Le sujet est d’un intérêt important pour le Bénin. L’accès
à des services de santé reproductive de qualité, y compris à des soins
obstétriques d’urgence appropriés, peut considérablement réduire le nombre de
femmes qui meurent pendant ou après les accouchements et garantir une vie saine
aux mères et à leurs enfants. L’éducation à la santé reproductive pour les
adultes et les jeunes est également importante, car elle contribue à les
sensibiliser notamment à la santé maternelle, au planning familial, aux
conséquences de la violence sexuelle, aux mutilations génitales féminines, aux
maladies sexuellement transmissibles et à la lutte contre le Vih. En gros,
l’intérêt pour notre pays réside dans le bien-être de notre population et la
Commission béninoise des droits de l’Homme en est consciente et œuvre au
respect de ce droit.
Lorsqu’on sait que le milieu carcéral est exposé à toutes
sortes d’infections, quelles actions pourrait-on envisager en matière de santé
sexuelle en faveur des femmes détenues pour prévenir d’éventuels risques ?
La question de l’hygiène menstruelle et sexuelle des femmes
détenues et même les conditions de leur incarcération nous interpellent. Selon
un rapport de Unodc (United Nations Office on Drugs and Crime) en partenariat
avec l’Organisation mondiale de la santé, il faut « mettre davantage
l’accent sur les alternatives à l’incarcération et consentir beaucoup plus
d’efforts pour évaluer et gérer les femmes sur leur lieu de résidence, plutôt
que dans un établissement de détention, surtout si elles ont commis une
infraction sans violence ou relativement mineure ».
Idéalement « Par exemple, on recourt déjà à des
démarches relevant de la justice réparatrice, comme les conférences de groupe
familial et les cercles de sentence. La justice réparatrice a été définie comme
le recours à un processus de réparation au cours duquel la victime et l’auteur
d’une infraction et, lorsque cela est indiqué, toute autre personne ou membre
de la société affectée par une infraction pénale, participent activement
ensemble à la résolution des problèmes découlant de cette infraction,
généralement avec l’aide d’un conseiller [formé à cet effet] (Conseil
économique et social des Nations Unies, 2002) ».

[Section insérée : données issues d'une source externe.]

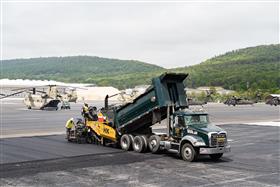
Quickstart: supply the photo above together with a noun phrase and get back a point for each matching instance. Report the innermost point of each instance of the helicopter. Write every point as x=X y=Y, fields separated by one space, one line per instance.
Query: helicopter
x=273 y=100
x=204 y=102
x=239 y=101
x=44 y=100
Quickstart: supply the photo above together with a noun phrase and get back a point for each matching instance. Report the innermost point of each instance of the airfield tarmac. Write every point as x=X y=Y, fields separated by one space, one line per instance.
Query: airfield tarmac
x=40 y=159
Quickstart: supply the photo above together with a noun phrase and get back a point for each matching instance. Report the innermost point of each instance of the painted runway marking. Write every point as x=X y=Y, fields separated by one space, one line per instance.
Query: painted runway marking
x=227 y=182
x=270 y=123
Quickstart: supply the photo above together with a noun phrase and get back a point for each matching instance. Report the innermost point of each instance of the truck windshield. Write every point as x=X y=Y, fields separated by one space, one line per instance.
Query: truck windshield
x=196 y=119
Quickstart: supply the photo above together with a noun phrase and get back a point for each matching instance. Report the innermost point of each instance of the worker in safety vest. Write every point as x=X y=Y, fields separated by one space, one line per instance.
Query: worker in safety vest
x=85 y=110
x=101 y=117
x=69 y=125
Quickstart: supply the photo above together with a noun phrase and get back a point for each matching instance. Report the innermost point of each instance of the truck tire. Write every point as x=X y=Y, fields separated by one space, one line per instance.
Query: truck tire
x=131 y=139
x=146 y=145
x=138 y=144
x=154 y=143
x=216 y=156
x=188 y=153
x=125 y=142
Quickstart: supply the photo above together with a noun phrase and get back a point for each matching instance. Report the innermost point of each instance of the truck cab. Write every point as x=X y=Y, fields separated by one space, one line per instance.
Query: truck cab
x=192 y=134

Il faut appliquer les mesures alternatives à
l’emprisonnement et désengorger nos prisons. Il faudra également respecter les
principes des règles Nelson Mandela plus précisément en ce qui concerne
l’hygiène personnelle (règle 18), les services de santé (règles 24 à 35) en
garantissant l’existence de services de santé dans les prisons, mais également
en leur garantissant l’accès aux méthodes contraceptives. Il est également
impérieux de définir une frontière entre les convictions personnelles et le
devoir professionnel des travailleurs de la santé.

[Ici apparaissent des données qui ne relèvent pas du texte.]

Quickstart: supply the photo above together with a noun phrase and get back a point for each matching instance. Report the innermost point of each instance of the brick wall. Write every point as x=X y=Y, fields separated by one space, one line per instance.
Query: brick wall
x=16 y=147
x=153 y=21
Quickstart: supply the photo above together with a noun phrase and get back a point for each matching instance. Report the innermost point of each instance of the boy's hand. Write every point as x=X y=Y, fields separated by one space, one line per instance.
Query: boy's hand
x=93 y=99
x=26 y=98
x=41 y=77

Qu’en est-il du respect du Protocole de Maputo et des
Conventions régionales ?
Le protocole relatif aux droits des femmes en Afrique
appelé Protocole de Maputo a contribué à promouvoir une approche centrée sur
les droits dans les prestations des soins de santé génésique en reconnaissant
la nécessité de respecter les droits sexuels et reproductifs des femmes et des
jeunes filles. Il a également contribué à renforcer la formation et l’éducation
des professionnels de la santé dans le domaine de la gynécologie et de
l’obstétrique en mettant l’accent sur la nécessité de fournir des soins de
santé adaptés aux besoins des patientes. Il a encouragé la sensibilisation et
la promotion de la planification familiale en Afrique. De manière générale, le
Protocole de Maputo et les Conventions régionales ont eu un impact de qualité
sur notre approche du droit à la santé sexuelle et à la reproduction. Ils ont
aidé à mettre en place un arsenal juridique pour protéger et garantir les
droits des filles et femmes sur le territoire national.

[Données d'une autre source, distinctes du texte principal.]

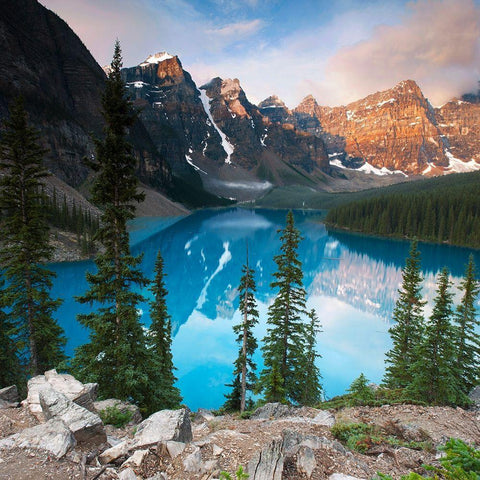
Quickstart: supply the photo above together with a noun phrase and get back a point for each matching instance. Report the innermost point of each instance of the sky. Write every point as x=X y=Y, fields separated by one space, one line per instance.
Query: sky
x=337 y=50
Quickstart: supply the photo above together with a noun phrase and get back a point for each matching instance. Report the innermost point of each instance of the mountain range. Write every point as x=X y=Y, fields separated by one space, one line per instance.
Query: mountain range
x=197 y=143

Des lois et autres règlements ont été pris pour rendre
effectifs les droits des femmes. Les principes consacrés par le protocole de
Maputo sont repris par nos textes nationaux.
Le protocole de Maputo n’est pas assez connu par les
praticiens eux-mêmes. Ce qui justifie qu’il est peu évoqué dans les décisions
rendues. Il n’est pas assez respecté, mais je garde l’espoir qu’avec les
sensibilisations, il sera de plus en plus pris en compte.